From Bean to Brew
How coffee gets into your cup

Young coffee plants take about three years to fully begin to produce, and once mature, they need to flower three different times each season before their beans are ready for picking. Those not grown in shade require chemical fertilizers and pesticides in order to bear fruit.

Coffee pickers are paid by the pounds of beans they deliver to the wet mill, and they work hard to pick mostly the bright red beans, which are the highest quality. Pickers can gather up to seventy-five pounds of coffee a day during the harvest season, which lasts about three to four months.
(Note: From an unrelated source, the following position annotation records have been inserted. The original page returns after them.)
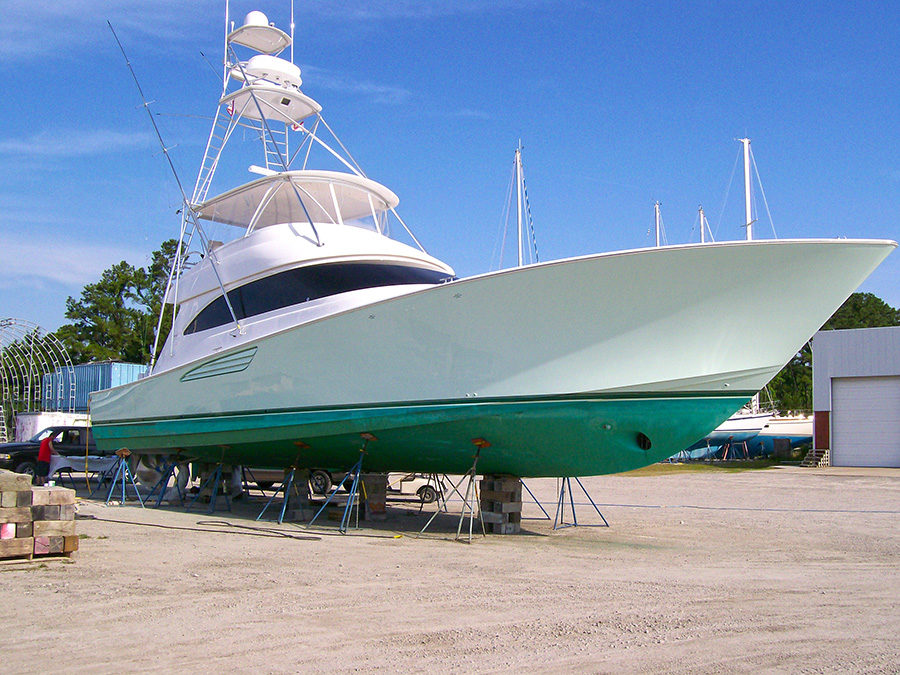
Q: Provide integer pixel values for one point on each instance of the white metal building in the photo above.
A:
(856, 395)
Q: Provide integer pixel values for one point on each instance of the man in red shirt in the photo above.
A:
(43, 465)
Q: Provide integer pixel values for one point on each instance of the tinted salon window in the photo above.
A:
(307, 283)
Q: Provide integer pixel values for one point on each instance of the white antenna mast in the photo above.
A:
(748, 218)
(519, 197)
(225, 58)
(702, 226)
(656, 216)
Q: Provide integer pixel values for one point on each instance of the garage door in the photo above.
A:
(865, 421)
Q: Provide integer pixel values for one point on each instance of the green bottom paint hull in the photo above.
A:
(545, 437)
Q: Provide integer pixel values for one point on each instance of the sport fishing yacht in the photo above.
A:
(314, 326)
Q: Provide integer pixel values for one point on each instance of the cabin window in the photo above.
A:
(303, 284)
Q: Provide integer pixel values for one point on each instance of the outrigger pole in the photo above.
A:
(188, 209)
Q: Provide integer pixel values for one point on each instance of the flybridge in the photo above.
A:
(262, 93)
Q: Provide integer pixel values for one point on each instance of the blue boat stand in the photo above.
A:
(123, 471)
(560, 518)
(216, 479)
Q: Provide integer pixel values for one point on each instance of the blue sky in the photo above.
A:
(618, 105)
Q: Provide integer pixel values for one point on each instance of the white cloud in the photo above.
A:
(25, 260)
(339, 82)
(68, 143)
(33, 28)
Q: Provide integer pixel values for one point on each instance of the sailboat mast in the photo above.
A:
(656, 215)
(519, 197)
(747, 215)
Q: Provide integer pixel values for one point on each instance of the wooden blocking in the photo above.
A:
(14, 548)
(375, 485)
(14, 482)
(52, 496)
(506, 528)
(300, 514)
(18, 514)
(491, 518)
(48, 512)
(54, 528)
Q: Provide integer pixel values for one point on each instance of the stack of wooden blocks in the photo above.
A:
(35, 520)
(501, 503)
(375, 485)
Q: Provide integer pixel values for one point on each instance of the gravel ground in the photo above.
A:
(779, 570)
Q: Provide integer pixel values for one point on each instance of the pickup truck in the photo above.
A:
(67, 441)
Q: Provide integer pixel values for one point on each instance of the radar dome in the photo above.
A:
(256, 18)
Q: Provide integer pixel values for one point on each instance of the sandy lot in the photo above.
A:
(785, 569)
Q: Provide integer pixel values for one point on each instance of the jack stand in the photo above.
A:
(540, 506)
(285, 487)
(168, 471)
(559, 520)
(245, 484)
(471, 497)
(353, 495)
(104, 478)
(124, 471)
(216, 479)
(439, 491)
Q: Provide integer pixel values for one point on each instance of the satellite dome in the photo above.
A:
(256, 18)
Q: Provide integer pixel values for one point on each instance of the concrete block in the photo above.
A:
(13, 548)
(14, 482)
(507, 483)
(54, 528)
(506, 528)
(507, 507)
(497, 496)
(19, 514)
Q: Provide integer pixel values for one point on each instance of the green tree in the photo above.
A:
(116, 318)
(792, 386)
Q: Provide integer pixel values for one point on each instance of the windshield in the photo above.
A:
(41, 435)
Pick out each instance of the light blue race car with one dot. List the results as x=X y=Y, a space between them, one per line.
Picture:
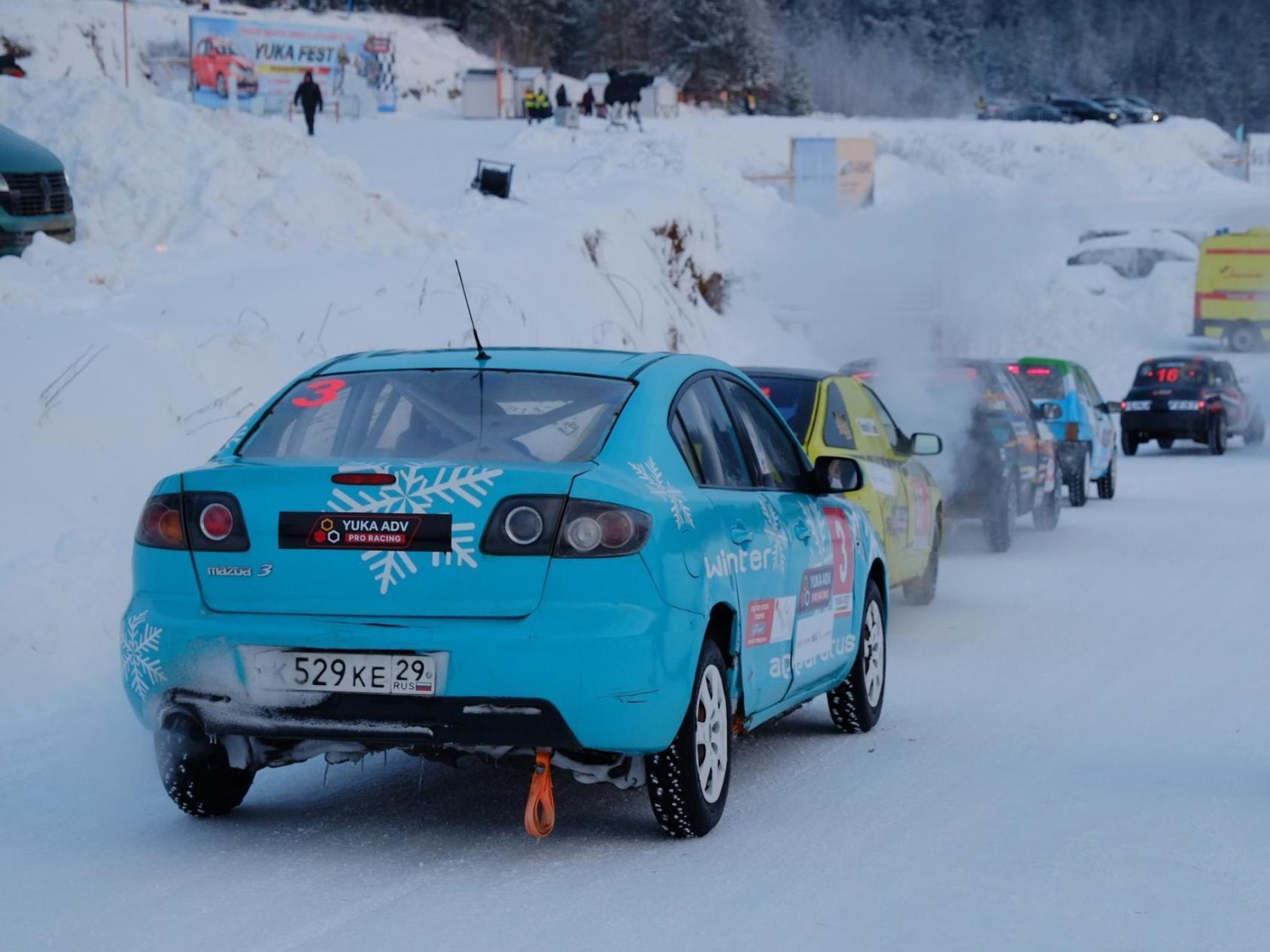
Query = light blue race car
x=607 y=561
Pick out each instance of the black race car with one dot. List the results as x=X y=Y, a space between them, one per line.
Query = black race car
x=1188 y=398
x=1004 y=462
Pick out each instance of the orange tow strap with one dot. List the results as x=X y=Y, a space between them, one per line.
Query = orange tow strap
x=540 y=809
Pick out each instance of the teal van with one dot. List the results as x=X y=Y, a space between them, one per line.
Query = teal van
x=33 y=195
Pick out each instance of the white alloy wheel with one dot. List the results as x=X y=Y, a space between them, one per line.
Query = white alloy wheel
x=712 y=734
x=875 y=654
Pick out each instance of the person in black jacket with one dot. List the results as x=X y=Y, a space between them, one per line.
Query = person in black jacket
x=309 y=98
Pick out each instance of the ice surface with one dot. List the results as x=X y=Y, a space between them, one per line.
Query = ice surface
x=1074 y=752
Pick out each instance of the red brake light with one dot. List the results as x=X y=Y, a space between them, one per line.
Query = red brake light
x=363 y=479
x=216 y=522
x=159 y=526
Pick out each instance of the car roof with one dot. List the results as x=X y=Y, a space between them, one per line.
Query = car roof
x=1184 y=358
x=596 y=363
x=790 y=372
x=1065 y=365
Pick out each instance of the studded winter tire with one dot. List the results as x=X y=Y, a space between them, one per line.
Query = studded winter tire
x=688 y=782
x=855 y=705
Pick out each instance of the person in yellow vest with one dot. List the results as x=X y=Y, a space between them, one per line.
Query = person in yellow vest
x=542 y=105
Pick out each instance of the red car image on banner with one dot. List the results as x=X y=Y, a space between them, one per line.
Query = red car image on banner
x=215 y=64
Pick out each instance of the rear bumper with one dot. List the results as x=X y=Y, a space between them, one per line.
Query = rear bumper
x=18 y=232
x=1181 y=424
x=612 y=675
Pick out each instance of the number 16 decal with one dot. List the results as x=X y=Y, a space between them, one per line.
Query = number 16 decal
x=324 y=391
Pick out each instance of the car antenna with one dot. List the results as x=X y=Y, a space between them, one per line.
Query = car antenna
x=480 y=350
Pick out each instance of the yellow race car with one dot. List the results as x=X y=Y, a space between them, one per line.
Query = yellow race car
x=838 y=415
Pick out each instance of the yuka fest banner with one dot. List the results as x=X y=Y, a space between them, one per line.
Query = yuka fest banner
x=235 y=60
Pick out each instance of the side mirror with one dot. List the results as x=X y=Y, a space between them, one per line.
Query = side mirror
x=925 y=444
x=836 y=474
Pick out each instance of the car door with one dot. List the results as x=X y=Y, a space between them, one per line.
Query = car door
x=1101 y=422
x=878 y=437
x=1022 y=423
x=755 y=544
x=797 y=522
x=1237 y=407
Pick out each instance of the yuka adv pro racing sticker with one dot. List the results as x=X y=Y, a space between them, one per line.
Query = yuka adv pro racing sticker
x=418 y=532
x=813 y=630
x=843 y=561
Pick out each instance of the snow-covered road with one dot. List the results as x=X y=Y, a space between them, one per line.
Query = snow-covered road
x=1074 y=754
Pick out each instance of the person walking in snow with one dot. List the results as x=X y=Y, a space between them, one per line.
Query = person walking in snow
x=309 y=98
x=542 y=105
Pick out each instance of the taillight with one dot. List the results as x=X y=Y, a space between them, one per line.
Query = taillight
x=160 y=524
x=214 y=522
x=199 y=520
x=601 y=529
x=524 y=526
x=574 y=529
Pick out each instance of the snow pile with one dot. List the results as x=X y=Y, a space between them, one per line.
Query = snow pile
x=150 y=171
x=84 y=40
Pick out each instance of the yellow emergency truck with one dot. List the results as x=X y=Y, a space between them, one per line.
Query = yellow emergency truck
x=1232 y=289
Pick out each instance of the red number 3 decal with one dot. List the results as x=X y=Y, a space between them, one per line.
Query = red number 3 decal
x=324 y=391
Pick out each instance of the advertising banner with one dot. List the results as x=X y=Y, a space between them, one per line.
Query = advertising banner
x=1259 y=158
x=832 y=174
x=257 y=65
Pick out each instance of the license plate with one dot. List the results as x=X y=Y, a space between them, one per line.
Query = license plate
x=347 y=673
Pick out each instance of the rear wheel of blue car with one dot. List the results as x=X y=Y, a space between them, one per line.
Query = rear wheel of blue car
x=855 y=705
x=688 y=782
x=196 y=772
x=1107 y=481
x=1076 y=485
x=998 y=526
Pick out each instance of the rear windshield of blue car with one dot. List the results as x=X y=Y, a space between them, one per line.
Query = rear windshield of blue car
x=488 y=415
x=1042 y=382
x=793 y=399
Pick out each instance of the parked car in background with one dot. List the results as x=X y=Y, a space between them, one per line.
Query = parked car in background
x=215 y=61
x=1157 y=114
x=1037 y=112
x=1081 y=422
x=1087 y=111
x=834 y=414
x=33 y=195
x=1188 y=398
x=1131 y=110
x=606 y=561
x=1232 y=290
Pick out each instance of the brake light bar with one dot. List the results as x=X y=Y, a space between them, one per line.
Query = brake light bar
x=363 y=479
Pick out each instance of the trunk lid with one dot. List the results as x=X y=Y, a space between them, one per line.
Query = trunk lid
x=430 y=565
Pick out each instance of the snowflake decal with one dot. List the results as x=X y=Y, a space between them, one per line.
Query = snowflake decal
x=818 y=541
x=651 y=474
x=415 y=490
x=777 y=536
x=138 y=651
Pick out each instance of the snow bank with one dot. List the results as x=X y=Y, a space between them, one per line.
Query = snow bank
x=84 y=40
x=150 y=171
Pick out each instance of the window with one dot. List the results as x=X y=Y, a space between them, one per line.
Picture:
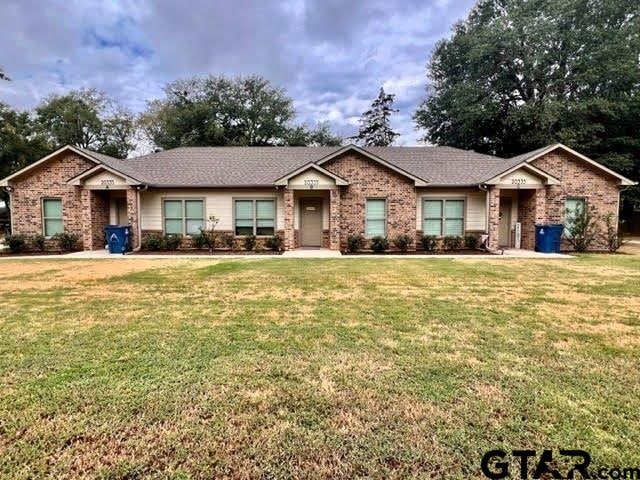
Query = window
x=52 y=216
x=572 y=208
x=376 y=217
x=183 y=217
x=255 y=217
x=443 y=217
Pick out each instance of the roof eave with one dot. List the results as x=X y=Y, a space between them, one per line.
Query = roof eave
x=284 y=180
x=623 y=180
x=419 y=182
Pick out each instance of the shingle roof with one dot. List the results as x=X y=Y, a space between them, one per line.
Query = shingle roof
x=254 y=166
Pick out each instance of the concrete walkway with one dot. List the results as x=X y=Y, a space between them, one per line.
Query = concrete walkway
x=300 y=253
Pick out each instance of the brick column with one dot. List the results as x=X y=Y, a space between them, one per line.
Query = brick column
x=87 y=232
x=132 y=216
x=334 y=218
x=493 y=227
x=289 y=231
x=541 y=206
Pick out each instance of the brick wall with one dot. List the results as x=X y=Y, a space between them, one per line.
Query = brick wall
x=578 y=179
x=368 y=179
x=49 y=181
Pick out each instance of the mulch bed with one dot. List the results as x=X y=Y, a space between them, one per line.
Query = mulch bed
x=421 y=252
x=205 y=253
x=7 y=253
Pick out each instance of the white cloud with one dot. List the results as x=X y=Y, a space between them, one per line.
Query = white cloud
x=330 y=55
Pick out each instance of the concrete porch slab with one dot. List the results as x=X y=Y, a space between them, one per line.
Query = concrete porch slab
x=312 y=253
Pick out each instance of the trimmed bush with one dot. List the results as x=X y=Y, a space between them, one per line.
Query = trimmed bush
x=172 y=241
x=38 y=242
x=67 y=242
x=355 y=242
x=403 y=241
x=429 y=243
x=274 y=243
x=152 y=242
x=16 y=243
x=200 y=241
x=471 y=242
x=249 y=242
x=227 y=240
x=452 y=242
x=379 y=244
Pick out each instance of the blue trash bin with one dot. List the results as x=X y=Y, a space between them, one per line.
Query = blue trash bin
x=548 y=238
x=118 y=237
x=556 y=230
x=544 y=239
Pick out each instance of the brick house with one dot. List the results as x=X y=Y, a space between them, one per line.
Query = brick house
x=311 y=196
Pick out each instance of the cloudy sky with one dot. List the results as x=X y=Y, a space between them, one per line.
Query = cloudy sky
x=330 y=55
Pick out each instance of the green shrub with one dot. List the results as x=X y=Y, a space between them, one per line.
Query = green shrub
x=430 y=243
x=379 y=244
x=274 y=243
x=452 y=242
x=16 y=243
x=403 y=241
x=355 y=242
x=67 y=242
x=38 y=242
x=172 y=241
x=153 y=242
x=227 y=240
x=249 y=242
x=471 y=242
x=581 y=229
x=613 y=233
x=200 y=240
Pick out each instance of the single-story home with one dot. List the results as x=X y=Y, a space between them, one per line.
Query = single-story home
x=311 y=196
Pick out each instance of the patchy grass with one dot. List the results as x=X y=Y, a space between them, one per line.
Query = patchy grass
x=314 y=369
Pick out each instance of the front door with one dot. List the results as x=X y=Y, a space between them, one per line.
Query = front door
x=121 y=211
x=310 y=222
x=504 y=239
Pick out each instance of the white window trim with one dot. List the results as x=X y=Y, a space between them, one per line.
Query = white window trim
x=366 y=215
x=184 y=214
x=255 y=214
x=443 y=217
x=44 y=218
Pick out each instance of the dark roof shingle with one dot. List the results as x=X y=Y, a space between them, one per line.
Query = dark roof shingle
x=256 y=166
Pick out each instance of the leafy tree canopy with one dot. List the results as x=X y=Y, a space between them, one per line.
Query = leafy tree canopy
x=375 y=128
x=87 y=119
x=20 y=143
x=215 y=111
x=521 y=74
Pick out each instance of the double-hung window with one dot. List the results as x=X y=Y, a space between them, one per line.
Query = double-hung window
x=376 y=217
x=573 y=208
x=52 y=216
x=183 y=216
x=255 y=216
x=442 y=217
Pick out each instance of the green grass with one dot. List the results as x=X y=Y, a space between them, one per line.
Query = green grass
x=279 y=368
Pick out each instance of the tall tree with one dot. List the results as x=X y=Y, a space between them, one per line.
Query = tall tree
x=20 y=143
x=375 y=128
x=520 y=74
x=320 y=136
x=217 y=111
x=87 y=119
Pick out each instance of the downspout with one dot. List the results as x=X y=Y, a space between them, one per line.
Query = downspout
x=139 y=227
x=484 y=188
x=10 y=206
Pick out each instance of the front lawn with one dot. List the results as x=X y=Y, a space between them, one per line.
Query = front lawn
x=278 y=368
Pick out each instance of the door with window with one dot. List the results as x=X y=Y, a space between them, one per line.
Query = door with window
x=504 y=230
x=310 y=222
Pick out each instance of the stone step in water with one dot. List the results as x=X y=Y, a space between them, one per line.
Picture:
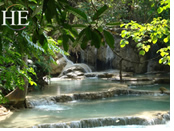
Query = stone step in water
x=113 y=121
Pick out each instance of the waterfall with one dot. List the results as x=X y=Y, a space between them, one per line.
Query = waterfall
x=79 y=66
x=109 y=54
x=101 y=122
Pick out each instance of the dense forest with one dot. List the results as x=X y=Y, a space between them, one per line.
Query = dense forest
x=55 y=26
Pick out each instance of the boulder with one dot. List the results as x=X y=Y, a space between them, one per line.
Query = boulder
x=56 y=69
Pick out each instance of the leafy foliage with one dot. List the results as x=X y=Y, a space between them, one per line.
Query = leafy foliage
x=157 y=31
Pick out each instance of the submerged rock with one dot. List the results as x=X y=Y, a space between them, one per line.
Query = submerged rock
x=101 y=122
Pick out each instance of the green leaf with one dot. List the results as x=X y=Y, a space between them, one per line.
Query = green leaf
x=154 y=41
x=1 y=3
x=123 y=33
x=160 y=61
x=77 y=13
x=159 y=10
x=109 y=38
x=166 y=39
x=123 y=43
x=142 y=52
x=38 y=9
x=139 y=45
x=113 y=24
x=79 y=26
x=100 y=12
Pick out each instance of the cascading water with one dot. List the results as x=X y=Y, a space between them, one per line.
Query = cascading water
x=102 y=122
x=109 y=56
x=71 y=66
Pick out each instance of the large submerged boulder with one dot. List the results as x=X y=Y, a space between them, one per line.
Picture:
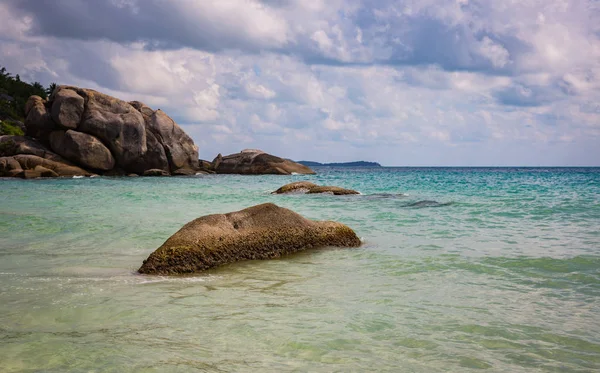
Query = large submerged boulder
x=106 y=134
x=306 y=187
x=257 y=162
x=261 y=232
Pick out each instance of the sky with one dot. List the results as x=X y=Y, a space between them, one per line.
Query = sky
x=403 y=83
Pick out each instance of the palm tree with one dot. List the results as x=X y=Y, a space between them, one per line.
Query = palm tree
x=51 y=88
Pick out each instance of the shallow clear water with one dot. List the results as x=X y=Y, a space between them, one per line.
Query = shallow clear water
x=501 y=274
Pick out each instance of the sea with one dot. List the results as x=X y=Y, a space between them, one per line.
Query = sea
x=460 y=270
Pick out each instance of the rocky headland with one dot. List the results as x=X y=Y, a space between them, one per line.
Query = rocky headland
x=79 y=131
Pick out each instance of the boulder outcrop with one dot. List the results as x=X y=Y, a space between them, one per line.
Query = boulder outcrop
x=82 y=148
x=31 y=166
x=105 y=134
x=257 y=162
x=305 y=187
x=260 y=232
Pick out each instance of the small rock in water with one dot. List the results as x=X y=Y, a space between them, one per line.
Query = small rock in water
x=306 y=187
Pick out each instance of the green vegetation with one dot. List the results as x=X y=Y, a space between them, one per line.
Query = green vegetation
x=13 y=96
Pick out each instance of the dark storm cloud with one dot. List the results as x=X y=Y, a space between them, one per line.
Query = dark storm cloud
x=160 y=24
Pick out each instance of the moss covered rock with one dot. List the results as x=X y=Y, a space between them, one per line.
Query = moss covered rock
x=310 y=188
x=264 y=231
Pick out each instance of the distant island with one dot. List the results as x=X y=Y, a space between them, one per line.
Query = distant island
x=342 y=164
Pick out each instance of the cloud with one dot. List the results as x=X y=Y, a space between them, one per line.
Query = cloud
x=400 y=82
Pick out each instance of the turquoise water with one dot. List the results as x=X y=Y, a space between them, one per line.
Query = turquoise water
x=501 y=273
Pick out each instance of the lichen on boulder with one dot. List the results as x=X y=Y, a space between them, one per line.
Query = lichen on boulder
x=264 y=231
x=306 y=187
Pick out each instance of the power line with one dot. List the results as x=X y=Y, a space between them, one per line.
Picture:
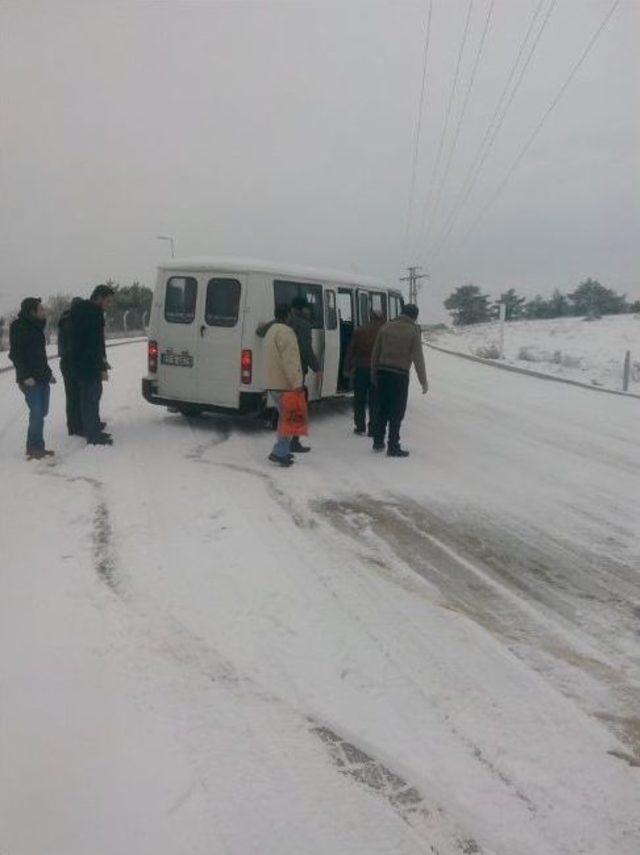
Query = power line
x=498 y=116
x=445 y=128
x=416 y=147
x=464 y=109
x=545 y=116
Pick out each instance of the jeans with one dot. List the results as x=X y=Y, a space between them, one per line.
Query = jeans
x=363 y=399
x=37 y=398
x=90 y=392
x=282 y=446
x=392 y=392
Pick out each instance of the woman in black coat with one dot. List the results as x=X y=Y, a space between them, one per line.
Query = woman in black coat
x=28 y=353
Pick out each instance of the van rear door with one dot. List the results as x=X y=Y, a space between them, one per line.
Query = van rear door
x=177 y=339
x=220 y=340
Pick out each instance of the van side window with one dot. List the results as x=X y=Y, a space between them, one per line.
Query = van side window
x=345 y=306
x=363 y=307
x=180 y=300
x=379 y=303
x=223 y=302
x=331 y=319
x=285 y=291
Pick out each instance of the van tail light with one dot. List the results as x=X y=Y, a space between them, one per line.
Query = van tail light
x=152 y=356
x=246 y=367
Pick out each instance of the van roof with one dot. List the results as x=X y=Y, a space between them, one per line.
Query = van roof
x=251 y=265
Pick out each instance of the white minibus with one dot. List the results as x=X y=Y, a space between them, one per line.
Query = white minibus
x=204 y=353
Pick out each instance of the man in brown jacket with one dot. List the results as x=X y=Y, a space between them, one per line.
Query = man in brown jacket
x=397 y=347
x=283 y=373
x=358 y=363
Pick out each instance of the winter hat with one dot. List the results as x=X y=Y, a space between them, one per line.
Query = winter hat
x=29 y=305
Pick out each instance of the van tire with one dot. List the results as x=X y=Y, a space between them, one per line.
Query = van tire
x=191 y=411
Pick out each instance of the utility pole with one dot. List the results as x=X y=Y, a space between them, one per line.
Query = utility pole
x=171 y=241
x=413 y=279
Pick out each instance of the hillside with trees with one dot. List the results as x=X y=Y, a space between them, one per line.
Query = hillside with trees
x=468 y=305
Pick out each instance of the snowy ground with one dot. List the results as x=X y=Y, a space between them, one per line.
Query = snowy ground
x=589 y=351
x=200 y=654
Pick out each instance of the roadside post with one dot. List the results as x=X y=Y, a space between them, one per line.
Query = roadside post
x=503 y=317
x=626 y=371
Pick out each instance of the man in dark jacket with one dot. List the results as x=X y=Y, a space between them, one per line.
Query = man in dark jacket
x=358 y=364
x=397 y=347
x=28 y=353
x=88 y=360
x=71 y=387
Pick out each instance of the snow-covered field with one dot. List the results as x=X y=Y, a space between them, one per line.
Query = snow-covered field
x=201 y=655
x=589 y=351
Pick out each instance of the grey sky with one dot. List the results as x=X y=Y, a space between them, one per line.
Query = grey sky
x=284 y=130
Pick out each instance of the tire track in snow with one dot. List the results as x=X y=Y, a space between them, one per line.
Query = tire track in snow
x=105 y=560
x=511 y=594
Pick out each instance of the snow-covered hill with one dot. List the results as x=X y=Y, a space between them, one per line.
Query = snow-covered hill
x=203 y=655
x=589 y=351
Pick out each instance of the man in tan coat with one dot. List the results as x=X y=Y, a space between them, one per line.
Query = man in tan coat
x=397 y=347
x=283 y=373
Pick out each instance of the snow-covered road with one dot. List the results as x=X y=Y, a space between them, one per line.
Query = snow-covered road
x=200 y=654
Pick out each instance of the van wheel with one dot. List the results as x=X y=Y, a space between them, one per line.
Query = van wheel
x=192 y=411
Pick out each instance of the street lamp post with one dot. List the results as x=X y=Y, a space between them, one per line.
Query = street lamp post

At El Peten's wet mill, freshly picked beans are sorted, soaked, de-pulped, and then fermented for roughly twenty hours before they are loaded for transport to their next stop. By the time the beans are roasted and ready for brewing in the US, they will have lost some 80 percent of their original weight and volume.

At the dry mills scattered throughout Nicaragua, individual "lots" of coffee beans are received, weighed, inspected, and spread on the ground to dry in the sun for about a week—until they reach the optimal humidity of 13 percent. Machinery then cleans them before a monthlong period of bagged "repose."

After the dry mill process is complete, coffee beans are green once again; these dried, light-green beans can be stored for months before being roasted. It is estimated that coffee beans pass through thirty pairs of human hands during eight different processes before being ground and brewed for your morning cup.